Bronchial asthma is associated with upper airway (UA) disorders, primarily with allergic rhinitis, which, in turn, occurs in combination with other UA conditions, including hyperplasia of the nasal mucosa. Chronic rhinosinusitis, if confirmed, is a predictor of asthma severity. The pathogenesis of these diseases includes the remodeling (restructuring) of the extracellular matrix and the adjacent UA structures, which is associated with further worsening of the diseases and their resistance to therapy. It is known that remodeling of the lower respiratory tract in bronchial asthma is characterized by epithelial desquamation, hyperplasia of goblet cells, thickening of the basement membrane, fibrosis of the subepithelium, hyperplasia of smooth muscles of the respiratory tract, and increased angiogenesis. At the same time, the UA remodeling in patients with asthma is still poorly understood; the data are still limited and often contradict each other. With isolated allergic rhinitis, the remodeling process is not very much pronounced and is limited, apparently, to a basement membrane thickening. In chronic rhinosinusitis, the UA remodeling manifests by epithelial hyperplasia and an increased sedimentation and degradation of the matrix along with the accumulation of plasma proteins.

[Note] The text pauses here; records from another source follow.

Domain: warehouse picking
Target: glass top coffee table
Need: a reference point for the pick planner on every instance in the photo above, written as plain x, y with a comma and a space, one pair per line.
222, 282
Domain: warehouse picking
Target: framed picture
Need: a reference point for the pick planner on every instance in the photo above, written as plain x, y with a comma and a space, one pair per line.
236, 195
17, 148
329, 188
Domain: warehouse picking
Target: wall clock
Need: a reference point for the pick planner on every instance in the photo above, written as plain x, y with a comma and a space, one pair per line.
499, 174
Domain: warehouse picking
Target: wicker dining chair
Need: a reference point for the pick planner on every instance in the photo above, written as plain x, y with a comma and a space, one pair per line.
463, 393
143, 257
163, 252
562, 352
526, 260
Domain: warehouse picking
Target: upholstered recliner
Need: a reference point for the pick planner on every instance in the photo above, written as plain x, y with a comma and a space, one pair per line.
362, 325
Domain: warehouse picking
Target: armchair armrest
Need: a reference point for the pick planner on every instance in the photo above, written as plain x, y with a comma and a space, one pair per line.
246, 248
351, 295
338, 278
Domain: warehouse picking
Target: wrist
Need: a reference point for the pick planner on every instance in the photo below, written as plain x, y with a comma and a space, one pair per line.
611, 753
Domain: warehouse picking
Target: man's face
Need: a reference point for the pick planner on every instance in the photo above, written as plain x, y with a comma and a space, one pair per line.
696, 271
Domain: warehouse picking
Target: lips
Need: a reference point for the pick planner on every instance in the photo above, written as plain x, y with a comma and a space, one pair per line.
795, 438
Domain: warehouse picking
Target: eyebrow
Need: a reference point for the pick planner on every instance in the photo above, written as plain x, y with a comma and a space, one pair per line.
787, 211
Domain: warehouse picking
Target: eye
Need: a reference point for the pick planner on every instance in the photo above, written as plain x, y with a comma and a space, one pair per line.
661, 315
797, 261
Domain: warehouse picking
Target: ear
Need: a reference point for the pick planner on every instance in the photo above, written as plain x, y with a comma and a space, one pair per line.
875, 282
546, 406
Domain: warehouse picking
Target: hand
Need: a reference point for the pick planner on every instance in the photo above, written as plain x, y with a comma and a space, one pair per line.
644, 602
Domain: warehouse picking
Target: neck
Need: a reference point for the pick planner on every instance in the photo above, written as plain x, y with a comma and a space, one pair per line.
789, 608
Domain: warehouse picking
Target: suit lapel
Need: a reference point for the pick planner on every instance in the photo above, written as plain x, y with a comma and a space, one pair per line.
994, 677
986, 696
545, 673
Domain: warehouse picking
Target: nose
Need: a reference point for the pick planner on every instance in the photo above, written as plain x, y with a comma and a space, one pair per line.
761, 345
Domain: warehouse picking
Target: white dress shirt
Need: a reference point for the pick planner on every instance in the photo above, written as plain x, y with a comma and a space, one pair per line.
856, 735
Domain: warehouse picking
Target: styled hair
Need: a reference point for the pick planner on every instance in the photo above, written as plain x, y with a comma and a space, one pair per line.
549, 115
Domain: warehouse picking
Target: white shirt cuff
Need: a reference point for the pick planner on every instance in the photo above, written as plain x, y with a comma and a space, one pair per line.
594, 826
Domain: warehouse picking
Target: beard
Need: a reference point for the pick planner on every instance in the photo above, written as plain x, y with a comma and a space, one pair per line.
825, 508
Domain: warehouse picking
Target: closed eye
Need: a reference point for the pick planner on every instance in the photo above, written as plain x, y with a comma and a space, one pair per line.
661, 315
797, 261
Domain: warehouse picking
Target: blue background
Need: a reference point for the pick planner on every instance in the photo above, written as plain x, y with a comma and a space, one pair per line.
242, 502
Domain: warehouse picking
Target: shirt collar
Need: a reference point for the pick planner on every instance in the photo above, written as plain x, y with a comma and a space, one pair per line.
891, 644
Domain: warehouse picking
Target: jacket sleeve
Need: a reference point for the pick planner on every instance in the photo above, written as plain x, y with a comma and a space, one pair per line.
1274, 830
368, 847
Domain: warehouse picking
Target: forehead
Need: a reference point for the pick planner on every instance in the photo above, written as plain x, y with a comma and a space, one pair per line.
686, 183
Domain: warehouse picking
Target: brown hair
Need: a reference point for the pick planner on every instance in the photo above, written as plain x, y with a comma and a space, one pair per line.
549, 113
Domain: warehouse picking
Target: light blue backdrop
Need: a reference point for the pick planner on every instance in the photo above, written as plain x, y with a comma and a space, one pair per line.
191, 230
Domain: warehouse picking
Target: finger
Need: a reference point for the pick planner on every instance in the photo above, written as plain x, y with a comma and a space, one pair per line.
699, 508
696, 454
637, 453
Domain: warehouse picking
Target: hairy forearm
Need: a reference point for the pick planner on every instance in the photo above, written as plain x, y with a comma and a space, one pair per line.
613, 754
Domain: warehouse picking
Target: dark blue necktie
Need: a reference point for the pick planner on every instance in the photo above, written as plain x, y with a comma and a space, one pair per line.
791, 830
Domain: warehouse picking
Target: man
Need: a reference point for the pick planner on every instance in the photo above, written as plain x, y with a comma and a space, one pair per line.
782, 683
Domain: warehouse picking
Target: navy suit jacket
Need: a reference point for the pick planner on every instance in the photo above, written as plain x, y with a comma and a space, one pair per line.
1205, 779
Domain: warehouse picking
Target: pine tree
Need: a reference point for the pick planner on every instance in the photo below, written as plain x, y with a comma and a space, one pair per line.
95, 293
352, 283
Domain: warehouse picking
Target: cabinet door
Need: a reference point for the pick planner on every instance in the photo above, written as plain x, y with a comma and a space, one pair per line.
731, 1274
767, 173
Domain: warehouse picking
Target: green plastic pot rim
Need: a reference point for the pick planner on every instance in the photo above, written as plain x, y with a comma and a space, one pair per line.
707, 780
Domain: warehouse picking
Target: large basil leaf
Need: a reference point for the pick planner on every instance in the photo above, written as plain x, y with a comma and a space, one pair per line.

Despite recent extensive studies, the cellular and molecular mechanisms involved in the respiratory tract remodeling remain largely undetermined, which necessitates further research into these processes. The review addresses several aspects of neuro-humoral control of the extracellular matrix metabolism and the associated remodeling of the upper and lower airway in patients with asthma.